I believe that opening e-mails that have attachments that you open or imbedded links that you click on can cause havoc. I think that’s because you’re potentially opening up your harddrive to malicious software. I also think it’s true that when you click on an embedded image or link, you are confirming that you exist, for the benefit of spammers, etc.
My question is this: suppose I open an e-mail that does not have an attachment, and all I do is read the e-mail. Most of the time, I suppose it’s going to be an advertisement and I would just delete it. Do I become more vulnerable to anything dangerous by just opening the e-mail?
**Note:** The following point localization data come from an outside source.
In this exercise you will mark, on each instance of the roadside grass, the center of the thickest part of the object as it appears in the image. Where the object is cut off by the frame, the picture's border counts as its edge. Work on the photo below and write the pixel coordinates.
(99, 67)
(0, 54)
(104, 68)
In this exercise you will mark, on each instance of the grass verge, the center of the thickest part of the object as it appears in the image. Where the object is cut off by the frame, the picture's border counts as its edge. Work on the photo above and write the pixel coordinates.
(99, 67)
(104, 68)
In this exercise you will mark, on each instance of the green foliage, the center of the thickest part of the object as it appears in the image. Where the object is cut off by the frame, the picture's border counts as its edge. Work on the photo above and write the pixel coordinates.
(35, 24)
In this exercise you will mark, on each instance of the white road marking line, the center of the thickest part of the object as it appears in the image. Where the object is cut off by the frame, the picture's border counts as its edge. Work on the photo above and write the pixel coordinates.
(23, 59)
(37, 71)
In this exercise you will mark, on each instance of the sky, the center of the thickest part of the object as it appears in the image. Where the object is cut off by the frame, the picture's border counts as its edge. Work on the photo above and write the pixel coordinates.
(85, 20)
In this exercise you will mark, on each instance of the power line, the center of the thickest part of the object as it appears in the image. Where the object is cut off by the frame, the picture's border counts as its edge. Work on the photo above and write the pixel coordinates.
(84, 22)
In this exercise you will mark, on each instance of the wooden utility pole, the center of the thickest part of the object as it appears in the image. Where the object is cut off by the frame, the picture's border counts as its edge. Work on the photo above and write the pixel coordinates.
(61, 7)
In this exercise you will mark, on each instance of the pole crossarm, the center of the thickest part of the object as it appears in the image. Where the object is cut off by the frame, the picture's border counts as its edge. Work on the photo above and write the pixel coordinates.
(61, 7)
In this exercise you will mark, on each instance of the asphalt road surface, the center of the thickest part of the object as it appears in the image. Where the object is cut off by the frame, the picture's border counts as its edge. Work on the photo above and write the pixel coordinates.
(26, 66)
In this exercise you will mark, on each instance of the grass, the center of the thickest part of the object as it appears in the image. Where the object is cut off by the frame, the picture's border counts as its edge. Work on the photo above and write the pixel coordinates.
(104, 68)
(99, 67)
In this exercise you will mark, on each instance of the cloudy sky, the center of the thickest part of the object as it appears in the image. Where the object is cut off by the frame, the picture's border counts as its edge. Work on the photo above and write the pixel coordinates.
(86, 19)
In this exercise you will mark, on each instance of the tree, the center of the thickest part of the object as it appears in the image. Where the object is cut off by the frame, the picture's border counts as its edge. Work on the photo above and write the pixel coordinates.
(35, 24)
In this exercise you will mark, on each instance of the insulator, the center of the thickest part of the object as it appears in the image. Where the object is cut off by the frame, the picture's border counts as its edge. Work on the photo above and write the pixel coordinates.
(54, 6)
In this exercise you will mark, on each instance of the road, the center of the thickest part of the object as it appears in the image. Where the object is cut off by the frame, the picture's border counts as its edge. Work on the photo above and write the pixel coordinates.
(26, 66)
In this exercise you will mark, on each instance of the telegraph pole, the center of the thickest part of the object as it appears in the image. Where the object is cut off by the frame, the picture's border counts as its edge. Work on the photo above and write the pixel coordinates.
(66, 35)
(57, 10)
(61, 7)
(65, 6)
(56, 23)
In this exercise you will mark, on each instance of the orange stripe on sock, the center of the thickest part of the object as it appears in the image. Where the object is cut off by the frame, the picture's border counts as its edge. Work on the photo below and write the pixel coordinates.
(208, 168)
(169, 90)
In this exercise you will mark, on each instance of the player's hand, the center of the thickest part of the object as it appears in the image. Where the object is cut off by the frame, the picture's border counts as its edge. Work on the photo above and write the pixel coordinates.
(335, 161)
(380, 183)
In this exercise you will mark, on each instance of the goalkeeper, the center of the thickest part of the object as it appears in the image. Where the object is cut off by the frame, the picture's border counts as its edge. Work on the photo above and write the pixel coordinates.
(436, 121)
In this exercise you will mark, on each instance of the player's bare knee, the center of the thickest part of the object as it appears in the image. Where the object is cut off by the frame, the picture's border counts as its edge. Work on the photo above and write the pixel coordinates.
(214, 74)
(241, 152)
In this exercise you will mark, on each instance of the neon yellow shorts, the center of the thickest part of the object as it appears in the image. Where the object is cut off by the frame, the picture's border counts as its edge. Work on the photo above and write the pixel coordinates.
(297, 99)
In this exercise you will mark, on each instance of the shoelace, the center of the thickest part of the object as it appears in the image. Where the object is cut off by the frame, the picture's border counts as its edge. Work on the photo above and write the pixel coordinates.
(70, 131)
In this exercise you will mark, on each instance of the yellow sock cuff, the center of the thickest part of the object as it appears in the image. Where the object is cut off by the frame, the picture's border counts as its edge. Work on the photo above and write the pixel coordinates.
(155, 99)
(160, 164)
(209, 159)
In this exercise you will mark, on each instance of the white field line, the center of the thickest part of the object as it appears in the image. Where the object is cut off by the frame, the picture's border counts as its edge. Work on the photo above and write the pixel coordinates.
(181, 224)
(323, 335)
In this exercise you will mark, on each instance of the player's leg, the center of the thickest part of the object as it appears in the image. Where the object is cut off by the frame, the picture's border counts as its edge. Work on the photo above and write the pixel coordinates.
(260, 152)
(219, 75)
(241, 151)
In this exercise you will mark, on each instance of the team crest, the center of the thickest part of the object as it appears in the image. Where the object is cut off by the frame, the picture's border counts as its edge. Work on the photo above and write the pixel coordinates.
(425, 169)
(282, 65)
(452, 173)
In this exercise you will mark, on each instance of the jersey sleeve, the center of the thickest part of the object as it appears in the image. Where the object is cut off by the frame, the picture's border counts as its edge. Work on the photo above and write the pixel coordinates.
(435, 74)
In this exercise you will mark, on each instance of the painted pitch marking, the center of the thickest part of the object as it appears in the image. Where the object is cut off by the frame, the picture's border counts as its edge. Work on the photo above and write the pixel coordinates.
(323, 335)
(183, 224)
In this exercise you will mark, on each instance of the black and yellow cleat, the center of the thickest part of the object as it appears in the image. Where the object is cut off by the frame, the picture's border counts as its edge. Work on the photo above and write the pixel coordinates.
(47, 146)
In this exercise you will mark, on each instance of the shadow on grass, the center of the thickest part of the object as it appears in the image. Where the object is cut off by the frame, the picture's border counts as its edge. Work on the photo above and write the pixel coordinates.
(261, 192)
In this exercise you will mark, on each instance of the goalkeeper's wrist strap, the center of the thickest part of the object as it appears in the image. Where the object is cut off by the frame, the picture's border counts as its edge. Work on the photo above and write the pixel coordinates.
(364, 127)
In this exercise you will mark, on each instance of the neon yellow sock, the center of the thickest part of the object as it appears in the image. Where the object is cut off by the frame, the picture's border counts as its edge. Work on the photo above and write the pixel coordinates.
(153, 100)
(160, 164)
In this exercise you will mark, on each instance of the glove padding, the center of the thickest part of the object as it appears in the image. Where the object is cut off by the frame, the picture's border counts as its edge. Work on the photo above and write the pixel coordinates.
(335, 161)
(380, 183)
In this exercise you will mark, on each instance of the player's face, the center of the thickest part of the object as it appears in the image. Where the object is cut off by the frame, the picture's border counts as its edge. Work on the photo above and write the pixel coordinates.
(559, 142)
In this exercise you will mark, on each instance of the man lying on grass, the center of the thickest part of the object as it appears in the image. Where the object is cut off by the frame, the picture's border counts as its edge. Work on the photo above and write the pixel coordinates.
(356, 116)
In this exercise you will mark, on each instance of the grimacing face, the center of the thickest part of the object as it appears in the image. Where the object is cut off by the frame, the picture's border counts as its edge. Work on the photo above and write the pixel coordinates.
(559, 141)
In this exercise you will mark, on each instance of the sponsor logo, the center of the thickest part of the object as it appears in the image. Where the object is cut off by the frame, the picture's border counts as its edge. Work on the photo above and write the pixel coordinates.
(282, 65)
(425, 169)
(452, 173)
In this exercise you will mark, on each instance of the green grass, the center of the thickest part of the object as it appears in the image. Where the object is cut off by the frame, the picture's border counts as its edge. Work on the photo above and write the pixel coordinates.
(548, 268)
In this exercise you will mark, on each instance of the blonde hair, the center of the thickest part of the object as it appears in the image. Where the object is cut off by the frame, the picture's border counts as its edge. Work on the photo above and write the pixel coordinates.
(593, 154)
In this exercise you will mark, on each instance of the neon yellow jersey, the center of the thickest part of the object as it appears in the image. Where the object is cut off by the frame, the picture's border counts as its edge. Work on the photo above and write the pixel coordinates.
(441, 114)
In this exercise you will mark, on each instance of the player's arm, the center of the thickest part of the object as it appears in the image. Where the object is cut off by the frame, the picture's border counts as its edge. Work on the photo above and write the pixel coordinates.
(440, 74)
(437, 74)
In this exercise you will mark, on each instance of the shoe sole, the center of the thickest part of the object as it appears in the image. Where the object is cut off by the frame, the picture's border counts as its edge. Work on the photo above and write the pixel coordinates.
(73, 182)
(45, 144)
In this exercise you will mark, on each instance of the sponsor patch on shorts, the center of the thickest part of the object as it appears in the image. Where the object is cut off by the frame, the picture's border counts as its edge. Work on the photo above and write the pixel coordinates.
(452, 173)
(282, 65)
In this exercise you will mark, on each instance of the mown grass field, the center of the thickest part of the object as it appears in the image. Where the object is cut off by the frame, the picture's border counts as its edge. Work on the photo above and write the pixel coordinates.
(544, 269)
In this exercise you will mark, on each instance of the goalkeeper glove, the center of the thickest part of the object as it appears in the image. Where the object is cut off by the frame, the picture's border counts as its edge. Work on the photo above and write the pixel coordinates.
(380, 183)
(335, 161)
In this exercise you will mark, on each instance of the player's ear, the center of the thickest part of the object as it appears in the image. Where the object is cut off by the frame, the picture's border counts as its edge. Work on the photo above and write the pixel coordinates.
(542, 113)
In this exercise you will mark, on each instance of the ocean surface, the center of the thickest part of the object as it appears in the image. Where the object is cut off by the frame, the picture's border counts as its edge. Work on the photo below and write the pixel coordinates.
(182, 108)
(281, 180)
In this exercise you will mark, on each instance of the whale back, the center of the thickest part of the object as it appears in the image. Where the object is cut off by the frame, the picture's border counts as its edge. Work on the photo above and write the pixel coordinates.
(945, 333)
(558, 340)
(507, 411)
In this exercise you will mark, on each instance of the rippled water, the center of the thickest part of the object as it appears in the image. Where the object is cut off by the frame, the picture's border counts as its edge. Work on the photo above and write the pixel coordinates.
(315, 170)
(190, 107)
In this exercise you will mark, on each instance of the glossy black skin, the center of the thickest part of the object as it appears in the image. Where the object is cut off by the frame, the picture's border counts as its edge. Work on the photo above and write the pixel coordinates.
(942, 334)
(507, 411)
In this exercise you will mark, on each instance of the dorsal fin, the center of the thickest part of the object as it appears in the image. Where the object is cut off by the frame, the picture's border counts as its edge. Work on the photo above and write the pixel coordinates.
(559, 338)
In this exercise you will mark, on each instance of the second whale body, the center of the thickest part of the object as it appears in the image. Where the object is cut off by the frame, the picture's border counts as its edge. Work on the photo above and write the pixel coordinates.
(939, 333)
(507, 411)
It depends on your e-mail program and what settings you are using.
You can’t get infected using a text only e-mail program. As far as I am aware, no one has ever figured out how to embed anything bad in a text message.
E-mail can request confirmation when you’ve read it. Some e-mail programs automatically send back this confirmation, which lets the spammers know you exist just by you reading the e-mail.
Most e-mail programs these days will display images and text. Just by letting the images load you can tell a spammer that you exist. You don’t have to click on the image. One common technique used by spammers these days is that they embed a single pixel image in with the text. If your e-mail program loads that image, you don’t notice it (since it’s just a dot on the screen somewhere) but the spammer’s computer sees your computer request that image and now knows you exist.
That just lets the spammers know you exist, though. That won’t cause any malicious code to execute on your computer.
Most e-mail programs have settings that you can enable/disable to prevent the program from automatically loading images.
Opening up an attachment can cause malicious code to execute on your computer, which is much worse.
agree that an email program if set to auto get images allow a vector for infection.